Friday, June 22, 2012

WEWS' Mark Johnson didn't like the Heat forecast

Well I still haven't processed all the emotions, but fortunately I didn't have to go on live television shortly after the Heat, gulp, won the NBA Title.

Unfortunately, or maybe fortunately, WEWS's Mark Johnson did. With hilarious results.

Wednesday, June 13, 2012

Game 1 of The Finals brings back deja vu

Well, game one of the 2012 NBA Finals is in the book--and the story brings back lots of memories.

Unstoppable tonight. Look familiar? (Reuters)
Of playoffs past. Of LeBron James. But I'm not talking about the false narrative (that I've never floated here) that he chokes in crunch time or can't ever win a championship. (Although I'll most likely go to my grave rooting against him ever getting one one.) What I mean is that feeling.  That feeling that every single person on the floor, every single person in the stands, and every single person watching on TV knows--who's getting the ball, and that there's nothing in the world that will keep that man from scoring.

Tonight it wasn't LeBron's turn. It wasn't 2007. It was 2012, and it was Kevin Durant.

Making the opposing team look slow. And old. And utterly unable to stop him late. TGiM did not have a bad game. Forget comparing the fourth quarter stats of Durant and James. Irrelevant.  NBA's studio analysts just showed a stat that they seemed to think indicted James for his poor fourth quarter play. But the truth is, James had a solid game, all the way through. Just not transcendent.  Seven points in the fourth, an average of 7 and change each period before that. Big deal. It wasn't TGiM or his sidekicks that lost this game, it was KD that won it.

But his opponent was transcendent. 36 points from Kevin Durant, 17 in the fourth quarter. And for a big stretch of it, everyone knew he was going to take the ball, and do whatever he wanted with it. Just like Cavaliers fans knew in May 2007.

(By the way, when I quickly Googled Game 5 of the Pistons-Cavs series, I noticed the tone of the AP story talked about how the Cavaliers prided themselves not on being a one-man team, but LeBron just chose (rightfully in this case) to take over. I'm sick of the "no support" argument.)


Tuesday, June 12, 2012

In Cleveland, it's another year of living vicariously


For Cavaliers fans, the strange bedfellowing of last year's NBA Finals continues this summer, just with a different potential paramour. The question is, what kind of relationship can we really have when our newest crush barely knows we exist?

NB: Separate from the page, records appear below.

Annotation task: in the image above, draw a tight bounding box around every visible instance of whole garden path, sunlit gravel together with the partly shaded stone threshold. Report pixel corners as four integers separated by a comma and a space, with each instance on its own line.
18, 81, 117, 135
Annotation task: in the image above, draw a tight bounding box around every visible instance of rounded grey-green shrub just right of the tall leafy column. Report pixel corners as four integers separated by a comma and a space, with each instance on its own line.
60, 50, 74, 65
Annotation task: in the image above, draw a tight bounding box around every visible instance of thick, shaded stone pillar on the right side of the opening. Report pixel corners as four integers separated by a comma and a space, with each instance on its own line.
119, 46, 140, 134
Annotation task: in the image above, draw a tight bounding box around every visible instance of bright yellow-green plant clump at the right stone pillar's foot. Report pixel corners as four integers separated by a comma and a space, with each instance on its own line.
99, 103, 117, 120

Last season's wooing of the Dallas Mavericks was all hand-holding and restaurant desserts, admittedly. The wounds of The Decision were still fresh, and Clevelanders happily climbed into Mark Cuban's bunk as his team sent the Heat back into the swirling vortex of evil from whence they came.

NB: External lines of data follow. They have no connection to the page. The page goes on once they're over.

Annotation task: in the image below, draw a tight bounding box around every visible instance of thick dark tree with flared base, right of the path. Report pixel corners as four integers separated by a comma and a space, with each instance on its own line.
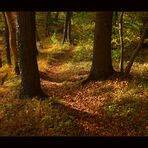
85, 12, 115, 82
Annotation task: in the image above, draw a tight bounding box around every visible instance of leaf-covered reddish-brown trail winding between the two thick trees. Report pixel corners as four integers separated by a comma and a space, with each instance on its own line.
40, 45, 147, 136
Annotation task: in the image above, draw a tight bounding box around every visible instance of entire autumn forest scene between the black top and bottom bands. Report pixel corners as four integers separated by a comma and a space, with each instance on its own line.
0, 11, 148, 136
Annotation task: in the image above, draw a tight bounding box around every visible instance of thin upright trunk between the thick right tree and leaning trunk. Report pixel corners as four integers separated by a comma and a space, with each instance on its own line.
119, 12, 124, 74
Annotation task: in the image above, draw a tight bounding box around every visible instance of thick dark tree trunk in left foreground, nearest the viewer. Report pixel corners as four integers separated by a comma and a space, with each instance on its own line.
17, 12, 45, 98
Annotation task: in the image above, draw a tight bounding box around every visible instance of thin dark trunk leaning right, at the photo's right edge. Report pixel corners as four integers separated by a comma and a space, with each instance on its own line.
125, 22, 148, 75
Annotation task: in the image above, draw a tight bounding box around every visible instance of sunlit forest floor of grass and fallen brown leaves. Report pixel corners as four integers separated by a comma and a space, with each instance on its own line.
0, 37, 148, 136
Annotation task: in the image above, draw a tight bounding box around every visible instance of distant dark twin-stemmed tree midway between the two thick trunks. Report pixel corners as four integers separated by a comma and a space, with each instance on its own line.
62, 12, 72, 44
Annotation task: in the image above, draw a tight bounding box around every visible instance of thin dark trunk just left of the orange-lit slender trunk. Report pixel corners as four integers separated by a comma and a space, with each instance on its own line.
2, 13, 11, 65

The Cavs for Mavs movement was a fun and ultimately cathartic frolic for a fanbase one ugly season removed from the departure of That Guy in Miami (TGiM).  There was a savage satisfaction in Miami's ouster, made doubly lovely by James's undeniable role in his team's defeat. 

Saturday, June 9, 2012

NBA.com dismisses Celtics, hopefully the SWAG sparks 'em

Wow. It didn't take a genius to realize that any team with LeBron James and the ESPN/NBA marketing machine behind them was almost guaranteed a game six victory on Thursday night, but this is a bit much.
The NBA.com store was preemptively selling "Beat the Heat" shirts yesterday. Not in Celtic green however...in Thunder blue (if that is a thing.) BEFORE GAME 7 OF THE EASTERN CONFERENCE FINALS!
I'm going to go out on a limb and say KG doesn't like that. If I could get a case of them fedexed to him in Miami before Game 7 tonight, I would.

Friday, June 1, 2012

The Horseshoe Diaries

In June, 1994, I stood at the corner of West 3rd & Ontario St. and everything was in front of me. Not just the hot dog vendor and the Cuyahoga County Administration Building where I was interning, but also the future of my city and the entirety of my adult life. A few miles south, our exhilarating new ballpark stood unblemished, home of the first place Indians. A few miles north, The Rock & Roll Hall of Fame was finally under construction. It would become the holiest place on earth for me, but, at that point, I had no visions of the teary, cathartic Saturday afternoons I would spend under that glass tent or the emotional World Series that was just fifteen months away. I knew only of the immediacy those summer days offered: lunch beneath the Moses Cleveland statue, surging optimism, unhinged possibilities, etc. And somewhere on the radio, "Black Hole Sun" was playing. Chris Cornell begged, "my youth, I pray to keep." I heard that lyric a thousand times, but, regretfully, I never prayed with him.